I’m the kind of person who’s always half a beat behind, so now when I use the chain I follow one rule: if I can do it on L2, I’ll drop it on L2 first. If I truly need to go to the mainnet, I’ll just get everything done in one go—otherwise getting “taught a lesson” by gas fees happens way too fast. For day-to-day small swaps and trying out new protocols, I pick the L2 that feels the most convenient; if I lose money, then it’s basically just paying tuition. But when it comes to large amounts, permissions, or vaults, I still swallow the higher cost and go to the mainnet—at least that way I feel more at ease.

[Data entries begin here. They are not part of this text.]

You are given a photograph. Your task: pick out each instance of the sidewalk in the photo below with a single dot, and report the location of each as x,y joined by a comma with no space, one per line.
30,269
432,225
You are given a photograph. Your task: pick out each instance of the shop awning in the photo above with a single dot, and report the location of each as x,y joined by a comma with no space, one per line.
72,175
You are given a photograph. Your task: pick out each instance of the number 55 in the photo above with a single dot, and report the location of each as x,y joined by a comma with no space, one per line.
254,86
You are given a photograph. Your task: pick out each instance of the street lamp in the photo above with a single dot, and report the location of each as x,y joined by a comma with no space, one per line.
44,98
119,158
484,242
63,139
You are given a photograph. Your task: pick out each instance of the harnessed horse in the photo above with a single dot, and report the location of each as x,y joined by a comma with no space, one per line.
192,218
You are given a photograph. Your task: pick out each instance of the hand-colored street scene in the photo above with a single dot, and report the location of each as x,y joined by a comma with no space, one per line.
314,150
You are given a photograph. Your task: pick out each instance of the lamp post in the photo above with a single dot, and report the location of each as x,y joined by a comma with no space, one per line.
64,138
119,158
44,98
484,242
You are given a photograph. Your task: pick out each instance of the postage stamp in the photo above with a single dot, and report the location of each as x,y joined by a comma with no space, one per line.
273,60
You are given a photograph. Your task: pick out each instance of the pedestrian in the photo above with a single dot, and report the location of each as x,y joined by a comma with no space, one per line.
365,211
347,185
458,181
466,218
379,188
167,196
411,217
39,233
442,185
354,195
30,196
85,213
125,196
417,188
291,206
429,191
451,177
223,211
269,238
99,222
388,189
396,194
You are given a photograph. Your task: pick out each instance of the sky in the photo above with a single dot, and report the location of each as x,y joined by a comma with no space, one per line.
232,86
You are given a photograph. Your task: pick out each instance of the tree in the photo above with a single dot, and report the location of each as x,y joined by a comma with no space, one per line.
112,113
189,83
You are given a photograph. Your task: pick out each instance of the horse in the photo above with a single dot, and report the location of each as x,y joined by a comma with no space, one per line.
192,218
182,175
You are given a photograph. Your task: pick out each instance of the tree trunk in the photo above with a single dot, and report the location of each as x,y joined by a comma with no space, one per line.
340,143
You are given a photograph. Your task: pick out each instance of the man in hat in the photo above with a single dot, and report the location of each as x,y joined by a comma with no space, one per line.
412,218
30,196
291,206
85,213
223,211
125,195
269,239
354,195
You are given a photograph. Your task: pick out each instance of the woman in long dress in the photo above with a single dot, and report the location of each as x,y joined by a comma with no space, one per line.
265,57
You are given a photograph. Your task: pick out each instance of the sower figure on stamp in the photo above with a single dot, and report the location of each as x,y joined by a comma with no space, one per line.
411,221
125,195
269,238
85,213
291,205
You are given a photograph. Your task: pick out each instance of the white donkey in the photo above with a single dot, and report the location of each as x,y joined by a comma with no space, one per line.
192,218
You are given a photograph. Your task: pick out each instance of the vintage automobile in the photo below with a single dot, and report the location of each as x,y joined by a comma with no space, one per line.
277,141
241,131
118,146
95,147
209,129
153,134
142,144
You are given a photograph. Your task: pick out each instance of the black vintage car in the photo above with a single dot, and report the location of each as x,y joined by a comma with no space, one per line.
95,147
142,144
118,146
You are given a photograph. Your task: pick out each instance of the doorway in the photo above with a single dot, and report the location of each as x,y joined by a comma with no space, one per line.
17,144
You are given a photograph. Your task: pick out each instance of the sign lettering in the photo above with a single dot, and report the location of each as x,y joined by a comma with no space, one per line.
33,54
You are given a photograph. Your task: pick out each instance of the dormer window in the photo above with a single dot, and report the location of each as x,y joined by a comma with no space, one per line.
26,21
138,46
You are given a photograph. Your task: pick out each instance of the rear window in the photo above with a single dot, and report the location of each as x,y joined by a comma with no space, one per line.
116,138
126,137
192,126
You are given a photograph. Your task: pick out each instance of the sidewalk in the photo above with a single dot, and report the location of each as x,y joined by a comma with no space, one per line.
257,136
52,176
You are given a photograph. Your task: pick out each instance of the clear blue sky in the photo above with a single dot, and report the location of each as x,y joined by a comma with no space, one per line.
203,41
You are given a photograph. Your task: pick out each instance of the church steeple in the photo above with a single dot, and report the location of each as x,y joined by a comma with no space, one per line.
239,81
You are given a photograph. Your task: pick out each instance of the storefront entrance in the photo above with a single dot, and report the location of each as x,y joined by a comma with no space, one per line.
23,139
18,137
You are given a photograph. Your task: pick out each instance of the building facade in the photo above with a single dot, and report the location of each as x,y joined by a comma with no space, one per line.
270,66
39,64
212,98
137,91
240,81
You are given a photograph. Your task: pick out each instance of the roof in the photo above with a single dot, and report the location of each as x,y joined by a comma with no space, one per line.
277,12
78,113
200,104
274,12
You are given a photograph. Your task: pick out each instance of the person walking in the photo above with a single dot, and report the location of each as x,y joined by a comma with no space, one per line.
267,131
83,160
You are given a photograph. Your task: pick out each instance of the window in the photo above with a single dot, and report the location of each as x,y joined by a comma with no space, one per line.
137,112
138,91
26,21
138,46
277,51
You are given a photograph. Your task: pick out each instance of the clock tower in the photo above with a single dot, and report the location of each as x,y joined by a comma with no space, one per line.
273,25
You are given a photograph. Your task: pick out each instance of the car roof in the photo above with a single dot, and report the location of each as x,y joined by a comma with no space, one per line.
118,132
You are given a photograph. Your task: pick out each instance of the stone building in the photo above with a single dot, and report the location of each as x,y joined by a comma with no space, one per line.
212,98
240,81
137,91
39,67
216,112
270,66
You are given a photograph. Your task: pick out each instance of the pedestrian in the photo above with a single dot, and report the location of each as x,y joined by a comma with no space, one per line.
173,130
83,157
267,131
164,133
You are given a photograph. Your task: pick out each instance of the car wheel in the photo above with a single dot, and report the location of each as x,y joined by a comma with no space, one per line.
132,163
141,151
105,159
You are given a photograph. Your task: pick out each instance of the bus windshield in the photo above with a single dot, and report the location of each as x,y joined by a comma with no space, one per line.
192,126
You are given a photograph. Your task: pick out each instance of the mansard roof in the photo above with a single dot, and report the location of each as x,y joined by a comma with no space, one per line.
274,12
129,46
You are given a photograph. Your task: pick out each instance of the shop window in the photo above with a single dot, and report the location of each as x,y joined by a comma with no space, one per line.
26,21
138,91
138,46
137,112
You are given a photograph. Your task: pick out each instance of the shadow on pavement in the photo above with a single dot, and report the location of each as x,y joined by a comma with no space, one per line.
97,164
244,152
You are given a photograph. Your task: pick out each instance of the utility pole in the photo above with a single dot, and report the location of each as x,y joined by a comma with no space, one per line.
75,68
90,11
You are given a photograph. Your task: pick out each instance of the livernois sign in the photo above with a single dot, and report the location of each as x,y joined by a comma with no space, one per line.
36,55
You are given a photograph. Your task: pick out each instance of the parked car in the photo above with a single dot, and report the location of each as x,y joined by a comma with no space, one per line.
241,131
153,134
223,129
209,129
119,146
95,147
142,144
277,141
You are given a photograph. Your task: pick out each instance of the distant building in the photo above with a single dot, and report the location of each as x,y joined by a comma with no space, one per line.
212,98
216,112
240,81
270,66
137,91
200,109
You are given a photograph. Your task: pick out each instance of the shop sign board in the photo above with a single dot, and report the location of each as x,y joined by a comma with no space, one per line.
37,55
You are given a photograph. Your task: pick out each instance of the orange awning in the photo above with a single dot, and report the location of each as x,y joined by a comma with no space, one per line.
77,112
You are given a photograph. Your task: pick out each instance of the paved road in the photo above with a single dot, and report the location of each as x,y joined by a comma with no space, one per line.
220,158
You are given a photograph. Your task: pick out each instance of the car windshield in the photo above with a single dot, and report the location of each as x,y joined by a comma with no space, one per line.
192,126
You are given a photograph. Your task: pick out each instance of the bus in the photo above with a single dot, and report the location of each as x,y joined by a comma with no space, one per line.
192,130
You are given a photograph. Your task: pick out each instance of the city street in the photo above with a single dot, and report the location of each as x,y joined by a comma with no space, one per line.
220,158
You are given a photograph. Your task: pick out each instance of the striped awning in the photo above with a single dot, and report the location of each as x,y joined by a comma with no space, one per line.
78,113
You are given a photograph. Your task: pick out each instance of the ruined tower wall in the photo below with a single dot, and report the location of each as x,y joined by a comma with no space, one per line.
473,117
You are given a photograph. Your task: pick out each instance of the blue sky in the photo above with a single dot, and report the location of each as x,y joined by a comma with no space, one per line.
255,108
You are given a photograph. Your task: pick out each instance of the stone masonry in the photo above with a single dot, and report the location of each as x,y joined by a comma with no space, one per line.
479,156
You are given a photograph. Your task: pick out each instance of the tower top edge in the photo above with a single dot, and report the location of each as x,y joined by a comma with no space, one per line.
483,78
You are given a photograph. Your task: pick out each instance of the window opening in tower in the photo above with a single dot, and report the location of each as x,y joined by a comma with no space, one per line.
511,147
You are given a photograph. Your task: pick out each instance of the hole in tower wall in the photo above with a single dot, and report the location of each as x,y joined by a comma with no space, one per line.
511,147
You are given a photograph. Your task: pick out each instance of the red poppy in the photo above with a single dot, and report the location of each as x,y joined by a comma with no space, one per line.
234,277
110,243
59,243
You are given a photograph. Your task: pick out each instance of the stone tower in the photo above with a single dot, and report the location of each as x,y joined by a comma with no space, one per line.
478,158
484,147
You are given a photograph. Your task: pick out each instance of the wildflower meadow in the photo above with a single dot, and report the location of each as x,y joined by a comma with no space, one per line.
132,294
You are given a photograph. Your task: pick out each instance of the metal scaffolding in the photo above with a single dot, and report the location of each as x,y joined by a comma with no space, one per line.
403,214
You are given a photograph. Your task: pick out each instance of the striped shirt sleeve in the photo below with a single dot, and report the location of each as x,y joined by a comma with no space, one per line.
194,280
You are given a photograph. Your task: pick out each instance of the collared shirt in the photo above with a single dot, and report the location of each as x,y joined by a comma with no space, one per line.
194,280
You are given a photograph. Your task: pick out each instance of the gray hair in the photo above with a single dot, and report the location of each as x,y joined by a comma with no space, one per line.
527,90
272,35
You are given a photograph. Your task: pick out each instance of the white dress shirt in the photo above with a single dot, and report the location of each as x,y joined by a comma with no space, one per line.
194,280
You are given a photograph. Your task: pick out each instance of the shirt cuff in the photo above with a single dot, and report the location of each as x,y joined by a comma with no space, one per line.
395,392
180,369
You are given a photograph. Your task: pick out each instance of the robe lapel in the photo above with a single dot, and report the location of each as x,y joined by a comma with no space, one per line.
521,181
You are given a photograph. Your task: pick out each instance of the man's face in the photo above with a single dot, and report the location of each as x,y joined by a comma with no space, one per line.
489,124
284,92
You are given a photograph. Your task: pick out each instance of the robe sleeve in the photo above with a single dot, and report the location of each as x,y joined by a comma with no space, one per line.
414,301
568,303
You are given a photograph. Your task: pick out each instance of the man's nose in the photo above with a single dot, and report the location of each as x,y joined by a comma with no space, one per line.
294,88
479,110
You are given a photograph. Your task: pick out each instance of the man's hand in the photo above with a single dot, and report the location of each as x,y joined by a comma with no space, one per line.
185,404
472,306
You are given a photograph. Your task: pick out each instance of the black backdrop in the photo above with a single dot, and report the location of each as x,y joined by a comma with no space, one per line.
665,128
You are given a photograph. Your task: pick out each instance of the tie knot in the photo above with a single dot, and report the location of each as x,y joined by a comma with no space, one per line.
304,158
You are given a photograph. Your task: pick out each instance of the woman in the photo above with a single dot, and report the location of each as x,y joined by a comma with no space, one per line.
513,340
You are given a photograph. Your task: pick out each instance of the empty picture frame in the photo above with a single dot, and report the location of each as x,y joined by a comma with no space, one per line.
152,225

Lately, it’s not like people haven’t been stacking up RWA, things like U.S. bond yield, and on-chain yield products and comparing them side by side… but I get even more cautious. The returns look similar, but the risks—and how far off they are from something like “can I withdraw at any time”—are worlds apart. Put simply, saving on gas and saving on the hassle is one thing, but where the money ultimately lands on which chain, and who has the ability to touch your permissions, is another.

Right now, I just run a few chains to see how the funds move, and sometimes I follow along with what the smart money is doing—but I also don’t dare copy too quickly. What if they’re just testing the waters… How do you usually choose between “saving on transaction fees” and “a sense of security”?